Resulting tidy data from task 5 can be found in fullDatasetMean.csv.
Resulting tidy data from task 4 can be found in fullDataset.csv.
Codebook for aggregated data set can be found in CODEBOOK.md.
Source code can be found in run_analysis.R.
First of all you need download a dataset, that specified in task:
download.file("https://d396qusza40orc.cloudfront.net/getdata%2Fprojectfiles%2FUCI%20HAR%20Dataset.zip", "dataset.zip")
unzip("dataset.zip")
features <- read.table("features.txt", colClasses = "character")
activity_lables <- read.table("activity_labels.txt")
test_labels <- read.table("test/y_test.txt", colClasses = "character")
train_labels <- read.table("train/y_train.txt", colClasses = "character")
test_subject <- read.table("test/subject_test.txt",)
train_subject <- read.table("train/subject_train.txt")
IMPORTANT
Regex: .*mean.*\\(\\)|.*std\\(\\) respond to all words with mean(),std() and meanFreq(). Exactly what we need.
needed_features <- tbl_df(features) %>% filter(grepl(".*mean.*\\(\\)|.*std\\(\\)", V2)) %>% mutate(V1 = as.numeric(V1)) %>% rename(num = V1, feature = V2)
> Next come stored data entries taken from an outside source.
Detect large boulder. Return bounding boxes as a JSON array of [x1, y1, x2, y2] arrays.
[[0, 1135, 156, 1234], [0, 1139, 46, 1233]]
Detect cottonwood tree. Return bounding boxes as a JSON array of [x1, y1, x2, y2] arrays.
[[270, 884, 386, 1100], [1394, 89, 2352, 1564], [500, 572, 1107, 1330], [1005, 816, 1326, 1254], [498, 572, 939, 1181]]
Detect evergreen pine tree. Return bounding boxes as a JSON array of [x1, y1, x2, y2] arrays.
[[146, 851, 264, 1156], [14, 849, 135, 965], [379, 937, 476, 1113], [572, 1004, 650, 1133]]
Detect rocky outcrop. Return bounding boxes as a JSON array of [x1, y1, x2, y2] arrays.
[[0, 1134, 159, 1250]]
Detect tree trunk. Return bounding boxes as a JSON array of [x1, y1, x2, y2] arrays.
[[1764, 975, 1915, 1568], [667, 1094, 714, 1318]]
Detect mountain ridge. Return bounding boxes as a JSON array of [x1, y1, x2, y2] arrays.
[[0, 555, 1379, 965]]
needed_features contain 2 columns. 1 - numbers. 2 - strings. 1st column can be used to extract only needed columns from X_train and X_test files
test_data <- read.table("test/X_test.txt", colClasses = "numeric")[,needed_features$num]
train_data <- read.table("train/X_train.txt", colClasses = "numeric")[,needed_features$num]
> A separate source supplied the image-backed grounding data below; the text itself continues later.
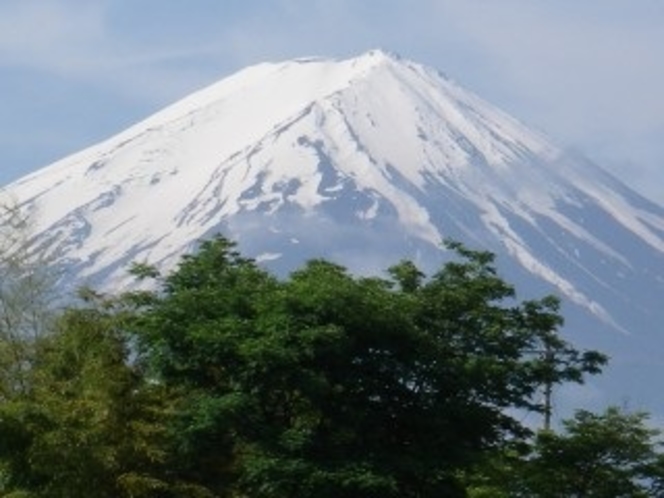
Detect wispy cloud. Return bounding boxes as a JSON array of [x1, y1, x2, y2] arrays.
[[421, 0, 664, 202], [0, 1, 229, 102], [0, 1, 108, 73], [432, 0, 664, 130]]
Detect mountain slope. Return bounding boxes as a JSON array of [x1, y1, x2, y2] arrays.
[[3, 49, 664, 418]]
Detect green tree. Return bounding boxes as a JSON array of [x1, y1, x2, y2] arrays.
[[131, 237, 279, 496], [0, 294, 211, 497], [131, 236, 606, 497], [464, 448, 523, 498], [520, 406, 664, 497], [0, 199, 58, 398]]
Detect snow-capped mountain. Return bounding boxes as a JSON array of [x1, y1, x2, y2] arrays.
[[3, 49, 664, 420]]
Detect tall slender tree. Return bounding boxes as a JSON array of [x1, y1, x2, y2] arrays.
[[0, 197, 58, 398]]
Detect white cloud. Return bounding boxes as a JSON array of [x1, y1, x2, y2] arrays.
[[418, 0, 664, 203], [0, 0, 108, 74]]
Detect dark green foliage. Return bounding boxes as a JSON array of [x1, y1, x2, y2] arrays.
[[0, 234, 613, 497], [0, 298, 208, 497], [465, 406, 664, 497], [130, 236, 605, 497], [521, 407, 664, 497]]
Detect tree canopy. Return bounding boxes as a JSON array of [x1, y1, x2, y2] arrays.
[[521, 406, 664, 497], [126, 236, 606, 497], [0, 234, 615, 497]]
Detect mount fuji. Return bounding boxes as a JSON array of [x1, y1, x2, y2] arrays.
[[3, 50, 664, 421]]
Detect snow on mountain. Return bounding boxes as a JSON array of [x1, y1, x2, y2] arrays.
[[3, 49, 664, 419]]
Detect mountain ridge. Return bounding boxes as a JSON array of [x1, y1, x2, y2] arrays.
[[5, 50, 663, 316], [3, 49, 664, 417]]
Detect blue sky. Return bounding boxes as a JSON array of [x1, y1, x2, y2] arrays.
[[1, 0, 663, 203]]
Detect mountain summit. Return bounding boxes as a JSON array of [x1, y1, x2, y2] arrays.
[[3, 50, 664, 416]]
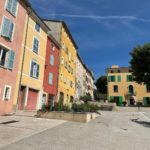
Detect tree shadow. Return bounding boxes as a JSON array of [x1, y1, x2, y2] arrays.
[[131, 119, 150, 128]]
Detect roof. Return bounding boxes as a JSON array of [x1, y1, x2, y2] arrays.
[[23, 0, 50, 33], [43, 19, 78, 49], [23, 1, 61, 48]]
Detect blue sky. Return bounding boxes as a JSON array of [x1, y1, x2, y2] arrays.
[[30, 0, 150, 80]]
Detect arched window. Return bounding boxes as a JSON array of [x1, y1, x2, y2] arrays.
[[50, 55, 54, 66], [129, 85, 134, 94]]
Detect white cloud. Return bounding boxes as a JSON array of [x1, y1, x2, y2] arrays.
[[47, 14, 150, 23]]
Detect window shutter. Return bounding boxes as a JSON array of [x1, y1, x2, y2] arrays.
[[7, 50, 15, 69], [33, 38, 39, 53], [50, 55, 54, 65], [1, 17, 10, 38], [127, 75, 129, 82], [30, 61, 34, 77], [11, 0, 18, 16], [6, 0, 13, 12], [36, 64, 39, 78], [118, 75, 121, 82], [8, 22, 14, 40], [49, 73, 53, 85]]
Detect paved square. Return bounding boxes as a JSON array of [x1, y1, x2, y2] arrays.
[[0, 109, 150, 150]]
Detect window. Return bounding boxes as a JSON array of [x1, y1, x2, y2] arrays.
[[117, 70, 120, 73], [1, 17, 14, 40], [50, 55, 54, 66], [49, 73, 53, 85], [68, 52, 71, 61], [61, 57, 64, 64], [114, 85, 118, 93], [0, 46, 15, 69], [6, 0, 18, 16], [111, 70, 114, 73], [35, 22, 40, 32], [62, 42, 65, 49], [32, 37, 39, 53], [51, 43, 55, 51], [128, 85, 134, 94], [146, 85, 150, 93], [30, 61, 39, 79], [108, 76, 116, 82], [127, 75, 133, 82], [3, 85, 11, 100]]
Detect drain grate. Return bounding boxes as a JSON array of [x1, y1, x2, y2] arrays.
[[0, 120, 19, 124]]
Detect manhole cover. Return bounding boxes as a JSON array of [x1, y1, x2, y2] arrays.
[[0, 120, 19, 124]]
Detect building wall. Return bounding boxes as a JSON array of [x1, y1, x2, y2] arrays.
[[58, 26, 77, 105], [107, 67, 150, 105], [0, 0, 27, 115], [75, 56, 84, 99], [43, 37, 59, 99], [13, 14, 48, 110]]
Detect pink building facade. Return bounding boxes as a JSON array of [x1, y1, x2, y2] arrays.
[[0, 0, 27, 115]]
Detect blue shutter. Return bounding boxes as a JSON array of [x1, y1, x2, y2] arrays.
[[1, 17, 10, 38], [36, 64, 39, 78], [33, 38, 39, 53], [6, 0, 17, 16], [11, 0, 18, 16], [7, 50, 15, 69], [8, 22, 14, 40], [30, 61, 34, 77], [49, 73, 53, 85], [50, 55, 54, 65], [6, 0, 13, 12]]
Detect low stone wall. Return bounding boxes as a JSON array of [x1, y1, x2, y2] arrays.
[[100, 103, 117, 111], [37, 111, 99, 123]]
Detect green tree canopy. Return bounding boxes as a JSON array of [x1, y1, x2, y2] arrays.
[[95, 75, 107, 94], [130, 43, 150, 86]]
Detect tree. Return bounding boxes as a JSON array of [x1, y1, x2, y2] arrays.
[[95, 76, 107, 94], [130, 43, 150, 86]]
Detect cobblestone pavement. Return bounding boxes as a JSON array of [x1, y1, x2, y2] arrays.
[[0, 109, 150, 150]]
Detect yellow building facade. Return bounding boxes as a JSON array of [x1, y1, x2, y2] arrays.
[[44, 20, 77, 105], [107, 65, 150, 106], [13, 9, 49, 110]]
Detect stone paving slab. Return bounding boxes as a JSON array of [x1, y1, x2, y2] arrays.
[[0, 114, 66, 149], [1, 110, 150, 150]]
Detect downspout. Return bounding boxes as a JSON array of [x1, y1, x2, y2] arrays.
[[16, 8, 32, 111]]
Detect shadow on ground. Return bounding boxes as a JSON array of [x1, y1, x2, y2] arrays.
[[131, 119, 150, 128]]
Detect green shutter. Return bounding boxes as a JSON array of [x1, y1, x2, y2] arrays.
[[109, 96, 114, 102], [127, 75, 129, 82], [108, 76, 111, 82], [143, 97, 147, 106], [7, 50, 15, 69], [119, 96, 123, 106], [118, 75, 121, 82]]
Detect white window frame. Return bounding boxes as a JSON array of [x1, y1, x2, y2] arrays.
[[51, 43, 56, 51], [30, 59, 39, 79], [3, 85, 11, 100]]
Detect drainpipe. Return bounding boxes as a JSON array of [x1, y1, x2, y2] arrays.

nice_names_for_feature <- gsub("[[:punct:]]", "", needed_features$feature)
names(test_data) <- nice_names_for_feature
names(train_data) <- nice_names_for_feature
test_data <- tbl_df(test_data)
test_data <- test_data %>% mutate(subject = test_subject$V1)
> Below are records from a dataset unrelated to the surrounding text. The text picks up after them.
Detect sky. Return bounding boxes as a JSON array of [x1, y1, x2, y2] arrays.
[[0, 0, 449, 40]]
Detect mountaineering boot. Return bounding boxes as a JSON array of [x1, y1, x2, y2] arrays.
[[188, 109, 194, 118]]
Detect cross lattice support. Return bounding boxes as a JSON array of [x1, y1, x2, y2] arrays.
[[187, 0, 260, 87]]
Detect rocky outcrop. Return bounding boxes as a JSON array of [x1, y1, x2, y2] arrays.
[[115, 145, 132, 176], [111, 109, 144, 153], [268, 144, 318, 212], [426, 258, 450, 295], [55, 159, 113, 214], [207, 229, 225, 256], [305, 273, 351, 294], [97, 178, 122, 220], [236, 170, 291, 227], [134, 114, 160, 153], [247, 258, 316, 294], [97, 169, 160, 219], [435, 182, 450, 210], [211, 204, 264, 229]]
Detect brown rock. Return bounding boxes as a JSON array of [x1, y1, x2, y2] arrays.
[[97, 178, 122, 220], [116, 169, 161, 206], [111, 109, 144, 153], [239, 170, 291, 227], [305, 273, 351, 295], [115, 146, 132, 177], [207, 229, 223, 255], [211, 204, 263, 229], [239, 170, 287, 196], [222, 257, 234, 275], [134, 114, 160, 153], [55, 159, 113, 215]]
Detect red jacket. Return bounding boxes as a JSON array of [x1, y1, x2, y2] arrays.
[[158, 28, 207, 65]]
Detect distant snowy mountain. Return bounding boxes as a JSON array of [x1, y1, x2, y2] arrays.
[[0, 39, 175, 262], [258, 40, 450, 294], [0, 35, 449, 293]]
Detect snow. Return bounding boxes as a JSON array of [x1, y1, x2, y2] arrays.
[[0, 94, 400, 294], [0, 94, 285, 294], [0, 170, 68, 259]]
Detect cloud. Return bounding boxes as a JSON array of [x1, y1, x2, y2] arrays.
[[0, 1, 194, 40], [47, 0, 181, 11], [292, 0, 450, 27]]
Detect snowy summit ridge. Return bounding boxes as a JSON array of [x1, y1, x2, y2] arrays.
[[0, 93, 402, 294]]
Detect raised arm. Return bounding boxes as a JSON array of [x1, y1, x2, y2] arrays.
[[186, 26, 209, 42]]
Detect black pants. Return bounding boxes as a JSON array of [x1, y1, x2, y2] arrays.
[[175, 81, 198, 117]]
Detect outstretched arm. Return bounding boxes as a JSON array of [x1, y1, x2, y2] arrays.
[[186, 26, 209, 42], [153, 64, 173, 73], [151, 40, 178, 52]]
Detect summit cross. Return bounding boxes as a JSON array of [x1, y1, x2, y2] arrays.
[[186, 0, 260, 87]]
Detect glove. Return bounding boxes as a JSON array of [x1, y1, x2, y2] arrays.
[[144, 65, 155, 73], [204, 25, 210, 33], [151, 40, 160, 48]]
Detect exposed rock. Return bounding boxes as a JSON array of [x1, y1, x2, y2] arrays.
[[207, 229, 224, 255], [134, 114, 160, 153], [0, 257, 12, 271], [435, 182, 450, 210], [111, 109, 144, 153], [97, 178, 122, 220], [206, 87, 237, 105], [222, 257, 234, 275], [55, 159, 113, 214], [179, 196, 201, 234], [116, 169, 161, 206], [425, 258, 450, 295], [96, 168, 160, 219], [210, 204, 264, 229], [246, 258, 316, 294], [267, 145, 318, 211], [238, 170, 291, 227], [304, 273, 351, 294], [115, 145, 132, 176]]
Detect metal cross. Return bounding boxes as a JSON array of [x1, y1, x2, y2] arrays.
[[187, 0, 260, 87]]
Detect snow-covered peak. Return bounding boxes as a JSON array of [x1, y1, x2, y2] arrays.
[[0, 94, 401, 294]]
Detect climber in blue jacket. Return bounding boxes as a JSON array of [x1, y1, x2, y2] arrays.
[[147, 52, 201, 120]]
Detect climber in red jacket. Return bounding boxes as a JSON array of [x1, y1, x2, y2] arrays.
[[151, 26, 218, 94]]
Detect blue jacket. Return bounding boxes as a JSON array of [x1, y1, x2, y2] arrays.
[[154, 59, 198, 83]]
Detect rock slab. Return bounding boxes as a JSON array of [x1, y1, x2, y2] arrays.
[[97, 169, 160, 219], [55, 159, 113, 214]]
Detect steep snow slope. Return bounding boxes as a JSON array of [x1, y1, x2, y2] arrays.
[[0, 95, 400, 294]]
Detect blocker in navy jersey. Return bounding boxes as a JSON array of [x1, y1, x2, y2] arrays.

test_data <- test_data %>% mutate(activityType = factor(test_labels$V1, activity_lables$V1, activity_lables$V2))
train_data <- tbl_df(train_data)
train_data <- train_data %>% mutate(subject = train_subject$V1)
train_data <- train_data %>% mutate(activityType = factor(train_labels$V1, activity_lables$V1, activity_lables$V2))
full_dataset <- bind_rows(test_data, train_data)
write.csv(full_dataset, "fullDataset.csv", row.names = F)
Step 7. Creating a second, independent tidy data set with the average of each variable for each activity and each subject and writing to file
full_dataset.mean <- group_by(full_dataset, subject, activityType) %>% summarise_all(.funs = mean)
write.csv(full_dataset.mean, "fullDatasetMean.csv", row.names = F)